Sexual harassment at work is less tolerated if bosses are positioned against | Talent
Reports of sexual harassment at work have proliferated in recent years, pushed by movements such as the #metoo, which led thousands of women around the world to share their experiences of harassment on social networks. And, although the most acclaimed accusations have been made in the world of American entertainment, more and more voices are also rising in Spain. Still, most cases of sexual harassment in work environments occur in anonymous people, are much more numerous than reported and extremely difficult to manage. Because on many occasions, stalkers are bosses, powerful figures who make victims fear reprisals if they denounce. But it is precisely they who have the leeway to start promoting change in companies. When bosses communicate that ending sexual harassment is a priority, tolerance to these attitudes is reduced by the workforce. That is at least the conclusion reached by the study Leader messaging and attitudes to sexual violence, published in the sociology journal SAGE Journals.
Sexual harassment causes work to become a hostile environment for the victims, causing them anguish, causing them to lose confidence and alter their self-image. As clinical psychology explains, they can develop a post-traumatic stress disorder. All this makes the hours stop being productive and increase absences. A meta-analysis of the background and consequences of sexual harassment in the workplace He found that each case can make the company lose an average of $ 22,500.
These situations are fueled by environments that do not punish macho attitudes. And this is precisely one of the movements that companies can make to start fighting harassment, according to the study. The simple fact that the boss communicates that it is an important issue for the company already helps to create a safer environment for the victims. "This indicates to others how much they should prioritize the issue and establishes a culture in which sexual harassment is not tolerated," the statement read. paper.
The attitude of the bosses changes the business culture: it guides employees on what attitudes are tolerable or not within that work environment. Daniel Goleman, psychologist, anthropologist, journalist and an eminence of emotional intelligence, dissects how the attitude of the leaders is transferred to the rest of the team and how it can condition the performance of the company. During his last investigation, Goleman found that, of all the elements that affect the final performance, the importance of the behavior of the leader is very influential: it is transmitted through an organization such as electricity through cables.

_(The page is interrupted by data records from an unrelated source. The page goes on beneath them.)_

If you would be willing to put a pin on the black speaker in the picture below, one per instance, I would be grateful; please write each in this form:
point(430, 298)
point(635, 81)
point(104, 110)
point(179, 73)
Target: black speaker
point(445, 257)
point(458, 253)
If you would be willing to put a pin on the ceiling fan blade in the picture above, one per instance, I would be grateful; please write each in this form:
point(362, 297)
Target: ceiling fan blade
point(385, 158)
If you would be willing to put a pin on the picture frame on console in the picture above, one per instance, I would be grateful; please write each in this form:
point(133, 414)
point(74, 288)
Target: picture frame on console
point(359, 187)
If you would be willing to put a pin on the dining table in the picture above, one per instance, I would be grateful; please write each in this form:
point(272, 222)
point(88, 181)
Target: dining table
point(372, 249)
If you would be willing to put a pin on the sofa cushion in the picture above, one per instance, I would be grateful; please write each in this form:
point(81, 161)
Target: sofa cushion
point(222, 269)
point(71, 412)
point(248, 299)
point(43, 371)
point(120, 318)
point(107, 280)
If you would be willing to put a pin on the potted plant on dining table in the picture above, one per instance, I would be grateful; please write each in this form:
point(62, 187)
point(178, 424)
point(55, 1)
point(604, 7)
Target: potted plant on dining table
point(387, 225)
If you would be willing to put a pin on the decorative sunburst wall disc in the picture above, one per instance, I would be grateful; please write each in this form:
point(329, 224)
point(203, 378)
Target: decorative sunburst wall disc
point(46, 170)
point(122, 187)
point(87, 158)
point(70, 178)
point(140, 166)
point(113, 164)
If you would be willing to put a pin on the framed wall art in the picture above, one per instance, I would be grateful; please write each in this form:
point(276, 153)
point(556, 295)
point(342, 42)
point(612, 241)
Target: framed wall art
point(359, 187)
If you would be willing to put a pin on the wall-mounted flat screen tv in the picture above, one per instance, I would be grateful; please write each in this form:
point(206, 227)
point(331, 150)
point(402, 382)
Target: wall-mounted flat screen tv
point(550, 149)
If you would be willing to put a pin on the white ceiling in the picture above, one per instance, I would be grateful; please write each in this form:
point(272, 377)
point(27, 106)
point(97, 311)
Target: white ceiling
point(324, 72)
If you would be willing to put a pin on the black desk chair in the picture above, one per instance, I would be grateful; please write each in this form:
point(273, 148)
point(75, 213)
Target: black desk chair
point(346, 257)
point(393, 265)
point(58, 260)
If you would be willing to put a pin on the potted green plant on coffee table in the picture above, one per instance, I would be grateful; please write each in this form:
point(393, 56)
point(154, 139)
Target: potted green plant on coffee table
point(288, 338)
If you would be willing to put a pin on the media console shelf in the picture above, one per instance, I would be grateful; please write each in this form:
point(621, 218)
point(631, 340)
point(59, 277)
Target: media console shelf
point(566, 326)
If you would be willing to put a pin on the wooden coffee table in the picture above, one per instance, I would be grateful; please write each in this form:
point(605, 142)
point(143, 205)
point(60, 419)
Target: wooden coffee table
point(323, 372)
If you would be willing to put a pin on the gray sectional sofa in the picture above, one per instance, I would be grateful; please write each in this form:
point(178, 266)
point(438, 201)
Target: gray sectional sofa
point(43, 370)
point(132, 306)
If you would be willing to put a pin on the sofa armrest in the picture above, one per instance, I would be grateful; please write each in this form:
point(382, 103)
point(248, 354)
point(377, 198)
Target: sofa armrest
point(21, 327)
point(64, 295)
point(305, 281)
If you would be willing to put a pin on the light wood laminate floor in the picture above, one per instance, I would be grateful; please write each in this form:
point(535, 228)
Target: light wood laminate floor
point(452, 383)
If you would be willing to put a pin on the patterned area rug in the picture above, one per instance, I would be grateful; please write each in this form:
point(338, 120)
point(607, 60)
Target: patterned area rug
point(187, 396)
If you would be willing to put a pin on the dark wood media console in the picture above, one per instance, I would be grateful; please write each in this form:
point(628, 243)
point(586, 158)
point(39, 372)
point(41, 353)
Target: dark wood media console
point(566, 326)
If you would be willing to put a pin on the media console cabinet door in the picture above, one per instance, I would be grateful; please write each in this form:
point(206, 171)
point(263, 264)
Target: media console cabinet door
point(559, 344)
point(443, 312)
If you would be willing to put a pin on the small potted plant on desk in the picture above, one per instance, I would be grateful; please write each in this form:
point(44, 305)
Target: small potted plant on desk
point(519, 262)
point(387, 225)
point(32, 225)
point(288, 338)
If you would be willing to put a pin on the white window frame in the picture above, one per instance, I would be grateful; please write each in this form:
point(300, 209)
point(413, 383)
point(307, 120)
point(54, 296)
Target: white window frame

And it is important that the business culture changes because it is one of the best predictors of sexual harassment at work. "When the climate towards sexual harassment is lenient, members feel there are few consequences: that those who participate will be protected, while those who tell will be ignored or even penalized," explain Chloe Hart, Alison Dahl and Shelley Correl, experts in Sociology from Stanford University and responsible for the study.
Leaders have in their hands to raise the level of concern about sexual harassment. This is a first step to start fighting it, but does it hurt the image of the company? Some might think so, but the truth is that denying the problem does not make it disappear and denouncing it shows commitment. "Ignoring the problem can aggravate the trauma suffered by the victims, and people who are sexually harassed already experience negative consequences for their health, and research shows that when institutions fail, the damage is exacerbated," the persons responsible for the investigation explain. And they add: "If the leaders do nothing, they are not acting neutrally, they may be fostering a culture where sexual harassment will be more frequent." Of course, the leader's communication alone will not solve this problem. But transmitting a clear message of zero tolerance is an important first step.